Avec une belle férocité, le caricaturiste Robert La Palme a représenté le premier ministre Maurice Duplessis comme un dictateur et le peuple québécois comme complice de sa propre aliénation

Par : Yvon Larose
Le caricaturiste Robert La Palme a collaboré au journal Le Canada de 1943 à 1951. Prolifique, il produit, durant cette période, plus de 2 100 dessins. À compter de 1944, année de la prise du pouvoir par le parti de l’Union nationale dirigé par Maurice Duplessis, il fait de ce dernier sa cible de choix. Il en sera ainsi jusqu’en 1959, année de la mort du premier ministre après quinze années de règne. La Palme caricature sans relâche l’homme et son gouvernement, ses idées, ses gestes et ses prises de position. «De l’œuvre de La Palme se dégage un portrait saisissant et frondeur du Québec d’après-guerre, affirme Alexandre Turgeon, finissant à la maîtrise en histoire. Saisissant parce que La Palme n’hésite pas à choquer ses lecteurs par des mises en scène qui frappent. Frondeur parce qu’il s’en prend à la figure même de l’autorité. À ce sujet, il va bien plus loin que ses confrères. Il ne se contente pas de simplement critiquer Duplessis et la société qu’il symbolise, il les rejette.»

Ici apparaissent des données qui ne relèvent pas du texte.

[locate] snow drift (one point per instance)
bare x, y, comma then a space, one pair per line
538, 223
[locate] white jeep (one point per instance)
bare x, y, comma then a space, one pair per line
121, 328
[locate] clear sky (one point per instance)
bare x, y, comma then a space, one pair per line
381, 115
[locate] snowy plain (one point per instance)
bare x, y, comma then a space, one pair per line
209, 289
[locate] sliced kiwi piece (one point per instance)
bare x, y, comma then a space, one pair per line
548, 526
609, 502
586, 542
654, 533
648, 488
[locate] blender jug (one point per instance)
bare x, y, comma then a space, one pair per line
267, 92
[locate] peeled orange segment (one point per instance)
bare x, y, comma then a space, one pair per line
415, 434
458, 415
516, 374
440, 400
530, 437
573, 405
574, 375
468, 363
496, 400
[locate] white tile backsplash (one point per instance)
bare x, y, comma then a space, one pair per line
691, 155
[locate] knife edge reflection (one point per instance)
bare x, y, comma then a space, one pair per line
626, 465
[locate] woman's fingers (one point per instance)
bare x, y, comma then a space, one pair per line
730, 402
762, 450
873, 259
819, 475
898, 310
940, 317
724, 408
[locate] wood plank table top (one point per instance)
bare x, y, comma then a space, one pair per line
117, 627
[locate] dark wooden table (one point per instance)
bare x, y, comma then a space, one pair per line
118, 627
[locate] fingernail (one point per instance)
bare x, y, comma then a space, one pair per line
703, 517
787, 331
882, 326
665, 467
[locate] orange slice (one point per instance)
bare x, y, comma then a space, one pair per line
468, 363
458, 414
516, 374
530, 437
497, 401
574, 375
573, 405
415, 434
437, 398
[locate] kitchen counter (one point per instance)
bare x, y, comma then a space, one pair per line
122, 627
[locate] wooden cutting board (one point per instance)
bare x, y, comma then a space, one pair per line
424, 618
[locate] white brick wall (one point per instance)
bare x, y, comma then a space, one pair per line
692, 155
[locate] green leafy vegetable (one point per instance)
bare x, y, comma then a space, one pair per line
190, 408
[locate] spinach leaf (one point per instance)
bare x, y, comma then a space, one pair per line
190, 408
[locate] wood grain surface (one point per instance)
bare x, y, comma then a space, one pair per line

Le jeudi 5 février au pavillon La Laurentienne, Alexandre Turgeon prononcera une conférence sur les représentations que Robert La Palme a faites, de 1943 à 1951, de Baptiste, la représentation symbolique du peuple canadien-français, et de Maurice Duplessis surnommé le «cheuf». Il fera sa communication à l’occasion du 9e Colloque international étudiant du Département d’histoire. Robert La Palme voit Duplessis comme un conservateur qui bloque, selon ses mots de 1946, «l’évolution naturelle de la société». «En 1948, raconte Alexandre Turgeon, La Palme est des plus décontenancés de constater que le peuple continue de réélire Duplessis, qu’il aime bel et bien ce personnage. Dès lors, son discours change sensiblement. D’une victime, le peuple, aux yeux de La Palme, devient un complice de son propre malheur, de son bourreau. Il ne subit plus la dictature malgré lui, il y participe de son plein gré.»

Une éthique de conviction
Selon l’étudiant, l’époque duplessiste n’était pas une dictature à proprement parler. «Mais, dit-il, La Palme se la représentait comme telle pour appuyer son discours, son message politique.» Le caricaturiste était mû par «une éthique de conviction». Il a représenté le peuple québécois de l’époque comme «embourbé dans un misérabilisme affligeant». À ses yeux, les ministres du gouvernement unioniste étaient «des béni-oui-oui serviles, dépourvus d’intelligence et de libre-arbitre». Les policiers étaient montrés comme «des délinquants armés au service du régime». Vindicatif, impitoyable, le caricaturiste pourfendait également les individus et les institutions qu’il considérait comme «les laquais de Duplessis». La Palme a fait du premier ministre québécois un émule de Staline et d’Hitler en matière de persécution et de censure. Il lui a aussi reproché ses liens avec les trusts relativement à l’exploitation des ressources naturelles.

Caricaturiste de choc, Robert La Palme a représenté Duplessis en train de frapper, de violenter, de martyriser Baptiste ainsi qu’un autre personnage symbolique, la province de Québec. Dans une caricature, il représente la démocratie sous les traits d’une jeune femme aux vêtements déchirés. À ses côtés, Duplessis, dans un trou, tient une pelle. En guise de titre, le caricaturiste a écrit: «L’enterre-t-il pour la faire disparaître pour toujours, ou la déterre-t-il pour la violer de nouveau?».

«Il est fascinant, souligne Alexandre Turgeon, de voir que la représentation que fait La Palme de son époque concorde en de nombreux points avec notre représentation actuelle du Québec d’après-guerre. Ne reconnaît-on pas dans ces caricatures la Grande Noirceur? N’annoncent-elles pas la Révolution tranquille?»